NAFLD is a global health problem as it is a chronic liver disease in clinical practice (Mantovani and Dalbeni, 2021). The comorbidity of diabetes and obesity makes it a globally more worrying public health concern (Pouwels et al., 2022). The therapy for NAFLD should prioritize restoring normal hepatic activities along with reducing insulin resistance, which is a significant contributor to the disease’s development.

Network pharmacology and other bioinformatics strategies can be used as initial monitoring tools for traditional medications in managing NAFLD. Andrew L. Hopkins predicted in 2007 a paradigm shift in the pharmaceutical development field with the emergence of the “network pharmacology” concept (Hopkins, 2007; Hopkins, 2008). Considerable effort has been directed to the network pharmacology application in order to elucidate the molecular mechanisms by which traditional medications function in the treatment of complex disorders (Khanal et al., 2019).

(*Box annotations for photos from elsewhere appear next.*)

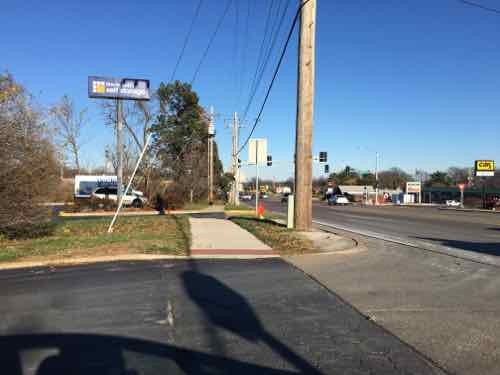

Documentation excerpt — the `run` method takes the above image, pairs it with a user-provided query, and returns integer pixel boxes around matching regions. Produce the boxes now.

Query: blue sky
[0,0,500,178]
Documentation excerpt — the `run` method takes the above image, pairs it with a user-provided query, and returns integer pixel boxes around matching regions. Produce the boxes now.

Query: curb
[0,254,281,271]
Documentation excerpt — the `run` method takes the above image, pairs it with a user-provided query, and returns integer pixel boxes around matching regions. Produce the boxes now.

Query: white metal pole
[255,139,259,215]
[116,99,123,202]
[375,152,378,205]
[108,133,151,233]
[234,112,240,206]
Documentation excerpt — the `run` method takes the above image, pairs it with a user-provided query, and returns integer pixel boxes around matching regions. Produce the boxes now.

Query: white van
[74,175,117,199]
[74,175,147,207]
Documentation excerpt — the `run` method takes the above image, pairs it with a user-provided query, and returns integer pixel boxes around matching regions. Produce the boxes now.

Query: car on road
[240,193,252,201]
[92,187,148,208]
[328,195,349,206]
[445,199,460,207]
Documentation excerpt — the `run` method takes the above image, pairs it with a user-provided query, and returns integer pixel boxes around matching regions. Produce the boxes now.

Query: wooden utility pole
[116,99,123,203]
[207,107,215,204]
[294,0,316,231]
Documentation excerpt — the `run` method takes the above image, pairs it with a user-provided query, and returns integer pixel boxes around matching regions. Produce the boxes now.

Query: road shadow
[185,212,226,220]
[0,334,297,375]
[414,237,500,256]
[181,261,321,375]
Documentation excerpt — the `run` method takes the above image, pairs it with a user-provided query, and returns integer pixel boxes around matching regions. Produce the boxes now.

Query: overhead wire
[457,0,500,14]
[170,0,203,82]
[189,0,233,85]
[237,0,254,107]
[236,0,310,155]
[246,0,274,111]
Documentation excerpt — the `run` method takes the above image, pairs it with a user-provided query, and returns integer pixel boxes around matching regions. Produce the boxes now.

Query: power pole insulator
[319,151,328,163]
[294,0,316,231]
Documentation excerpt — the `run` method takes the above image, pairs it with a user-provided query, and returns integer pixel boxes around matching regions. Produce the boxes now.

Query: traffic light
[319,151,328,163]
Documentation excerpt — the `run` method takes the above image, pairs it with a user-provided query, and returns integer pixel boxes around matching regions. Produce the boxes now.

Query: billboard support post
[108,133,151,233]
[255,141,259,216]
[116,99,123,206]
[87,76,151,233]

Rhododendron arboreum has a role in hepatic marker enzyme pathways, inflammation, and oxidative stress (Srivastava, 2012; Verma et al., 2020). The precise molecular mechanism by which R. arboreum helps in NAFLD management remains obscure. As a consequence, the present study utilizes a network pharmacology approach to infer the probable molecular mechanisms by which R. arboreum ameliorates NAFLD. Due to the absence of standardized dosages, potential adverse effects, pharmacokinetic profiles of bioactive components, and toxicity data, additional research is required to validate the effectiveness of Ayurvedic formulations. Due to these shortcomings, Ayurveda is considered complementary and alternative medicine and not a major healthcare system globally. To increase Ayurveda’s universal acknowledgment, the integration of Ayurveda with evidence-based scientific approaches must be emphasised. Therefore, the purpose of the proposed study is to screen a target-specific standardised herbal hepatoprotective bioactive against NAFLD from an activity-guided RAF selected by network pharmacology and molecular docking studies.

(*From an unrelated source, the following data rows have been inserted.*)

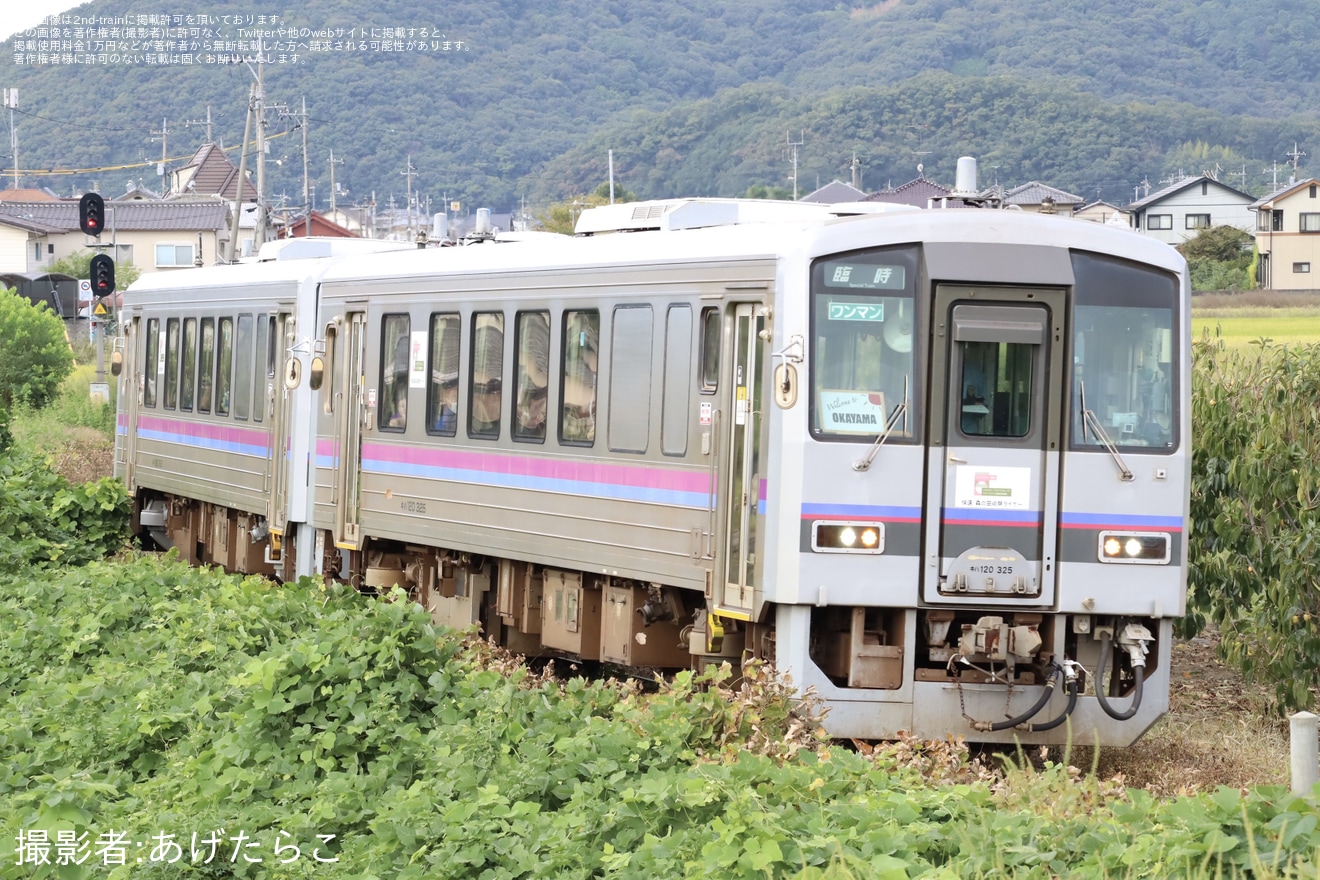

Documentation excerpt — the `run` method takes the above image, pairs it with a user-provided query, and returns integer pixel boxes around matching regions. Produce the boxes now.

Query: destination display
[825,260,907,290]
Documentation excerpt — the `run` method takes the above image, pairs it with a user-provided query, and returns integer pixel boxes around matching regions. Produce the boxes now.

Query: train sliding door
[717,303,766,620]
[923,285,1065,606]
[331,311,367,550]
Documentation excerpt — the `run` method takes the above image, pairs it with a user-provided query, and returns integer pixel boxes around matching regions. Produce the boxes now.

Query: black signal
[91,253,115,297]
[78,193,104,236]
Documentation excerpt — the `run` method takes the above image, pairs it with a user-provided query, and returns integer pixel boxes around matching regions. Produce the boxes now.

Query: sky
[0,0,86,40]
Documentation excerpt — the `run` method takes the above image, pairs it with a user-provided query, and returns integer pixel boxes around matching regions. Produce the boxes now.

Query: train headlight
[1100,532,1172,565]
[812,521,884,553]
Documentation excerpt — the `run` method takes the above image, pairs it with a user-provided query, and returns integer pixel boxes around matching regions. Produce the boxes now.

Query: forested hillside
[4,0,1320,210]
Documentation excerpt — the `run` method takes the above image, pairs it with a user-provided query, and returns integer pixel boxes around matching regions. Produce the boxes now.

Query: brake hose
[1096,633,1146,722]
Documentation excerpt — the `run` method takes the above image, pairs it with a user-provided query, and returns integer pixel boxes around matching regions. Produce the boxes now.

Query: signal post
[78,193,115,404]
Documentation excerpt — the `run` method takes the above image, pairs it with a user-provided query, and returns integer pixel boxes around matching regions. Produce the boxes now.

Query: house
[797,181,866,204]
[277,211,359,239]
[0,199,230,273]
[1250,177,1320,290]
[858,172,961,207]
[1123,174,1255,244]
[999,181,1082,216]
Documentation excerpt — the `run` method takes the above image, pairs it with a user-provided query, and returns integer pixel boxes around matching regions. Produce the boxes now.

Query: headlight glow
[1098,532,1173,565]
[812,520,884,554]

Triterpenoids, flavonoids, steroids, glycosides, and phenols were the major bioactive compounds of the RAF, which competed for a decisive role in influencing NAFLD by influencing HO-1 (Heme Oxygenase-1), NRF-2 (Nuclear Factor Erythroid 2-Related Factor 2), PI3K (Phosphoinositide 3-Kinase), HSD17B1, FxR (Farnesoid X Receptor), PPARα, MMP9, TNFα, PPARδ (Peroxisome Proliferator-Activated Receptor Delta), and numerous other genes, as shown in Table 1. The finding highlights that out of twenty-five bioactives in RAF only five were found to significantly modulate NAFLD-associated genes which are highlighted in Table 1.

Employing Cytoscape v3.10.0, a network of connections among phytoconstituents, their targets, genes, and putative pathways was designed (Figure 4). The finding suggests that terpenes, steroids, phenols, and flavonoids are all viable phytoconstituents that can interact with a wide variety of protein targets critical to the pathogenesis of NAFLD. Quercetin (24 connections) and rutin (15 connections), in particular, showed promise as pharmacotherapeutic agents for NAFLD because they selectively targeted maximum protein molecules within the network which is being interpreted from Figure 4.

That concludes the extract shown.